Os precatórios, que são dívidas da União, dos estados e dos municípios decorrentes de ações judiciais com sentença definitiva, respondem por importante parte das dívidas que o governo precisa contabilizar no orçamento.


Entenda

  • Déficit é quando um governo tem mais despesas do que receitas, superávit é quando acontece o contrário.
  • Resultado real é ajustado por um índice de inflação, resultado nominal é o valor bruto, sem ajustes inflacionários.

O governo federal ficou dentro da meta fiscal de 2025, apesar de registrar déficit primário de R$ 61,6 bilhões, conforme dados divulgados pelo Tesouro Nacional na quinta-feira (29/1).

Em 2024, foi observado déficit de R$ 42,9 bilhões (em valores não corrigidos pela inflação).
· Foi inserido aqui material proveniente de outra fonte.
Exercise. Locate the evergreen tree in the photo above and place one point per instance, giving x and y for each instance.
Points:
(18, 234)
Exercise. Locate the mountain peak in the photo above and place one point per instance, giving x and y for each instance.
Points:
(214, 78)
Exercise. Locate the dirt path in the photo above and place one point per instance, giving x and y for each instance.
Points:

Em dezembro de 2025, no entanto, houve superávit primário de R$ 22,1 bilhões, frente a superávit de R$ 24,1 bilhões em dezembro de 2024.

A meta fiscal

A meta fiscal para 2026 é de superávit de 0,25% do PIB, algo próximo de R$ 34 bilhões. No entanto, há tolerância para mais ou para menos. Por este motivo, a meta será considerada cumprida mesmo que a diferença entre arrecadação e as dívidas do governo seja zero, ou seja, déficit zero.

Em 2027, a meta prevista no arcabouço fiscal é um superávit de 0,50% do PIB (R$ 70 bilhões). Como há uma margem de tolerância para mais ou para menos, a faixa permitida pode ser um superávit de R$ 34 bilhões a R$ 104 bilhões.